To Kill a Mockingbird By: Harper Lee
Review by Nicholas
To Kill a Mockingbird, by Harper Lee has been long acclaimed the great American novel. Because of its wide popularity, purposeful message, and vital social commentary, To Kill a Mockingbird has set itself apart as one of a kind.
The main character of the novel, Scout Finch, is a young girl who lives with her father Atticus and her brother Jem. Set in the town of Maycomb, Alabama during The Great Depression, we follow the adventures of Scout and Jem, along with their neighbor Dill during a period of social tension. Despite the overall depression, the Finch family lives pretty well due to Atticus’s high position as a lawyer. The beginning of the book is rather light hearted and innocent, as we witness the young trio of friends tell stories and act plays. They also becomes interested in the mysterious Boo Radley, a neighbor who never leaves the house. This plot progresses as the group discover gifts hidden on a tree in the Radley property, only deepening the mystery. While their continued interest leads them to frightening experiences such as a night where Boo’s brother Nathan shoots at them, Atticus warns the excited children to think about the situation from Boo’s perspective, helping widen Scout’s understanding.
Simultaneously to this, a much darker plot progresses regarding an african american male, Tom Robinson. Tom has been falsely accused of rape by Mayella Ewell. Atticus takes the case and boldly defends Tom in both court and real life - he stops a lynching mob outside the jail where Tom is being held. During this period, Scout and Jem innocently proceed through this period of racial injustice. When Tom is convicted despite a complete lack of evidence, Jem is left especially traumatized and doubtful. The accusers father, Bob Ewell, was the true cause of Mayella’s injuries and pain, but still vowed to take revenge on Atticus despite his victory in court.

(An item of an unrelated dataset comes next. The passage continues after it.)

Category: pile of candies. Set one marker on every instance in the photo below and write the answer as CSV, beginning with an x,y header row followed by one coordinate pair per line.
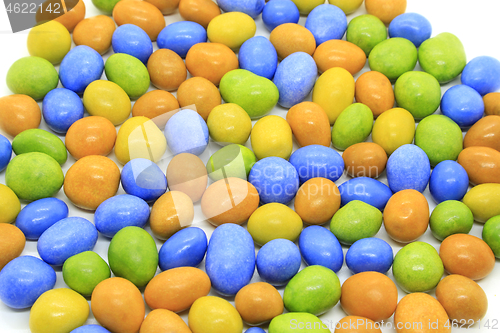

One night, when walking back from a school event, Jem and Scout are attacked by Bob. However, they are miraculously rescued by Boo Radley, who comes out and stops Bob, fatally stabbing him during the encounter. This is where the two stories collide, with Scout finally meeting her long time fascination of Boo Radley, but in the aftermath of the trial. While Jem is badly injured, both of the kids are fine. Most importantly from this meeting Scout finally interprets Atticus’s words of walking around as someone else. She understands empathy, hate, prejudice, and most importantly human nature.
The main message in this entire book revolves around racism. This theme is why this novel deservedly earns its spot as an American favorite. Racial inequality and racism has always and continues to exist in this country, and this novel’s brave approach to attacking this key issue only adds more value to the plot. Tom Robinson’s death isn’t as far from reality as it seems in the book. It was a common occurrence in the past and exists today in lesser forms. Only by giving a platform to this key issues are these problems ever going to be solved, and Lee effectively breaks down the idea of prejudice to display the unfair treatment minorities experience.
This book is easily a 10/10. The character development is great, as we watch all 3 of Scout, Jem, and Atticus change and mature throughout the story. The messages stressing racism and empathy are also incredibly rewarding and inspiring. Reading To Kill a Mockingbird is not only rewarding because of how great of a book it is - it will also open your perspective on the world and other people.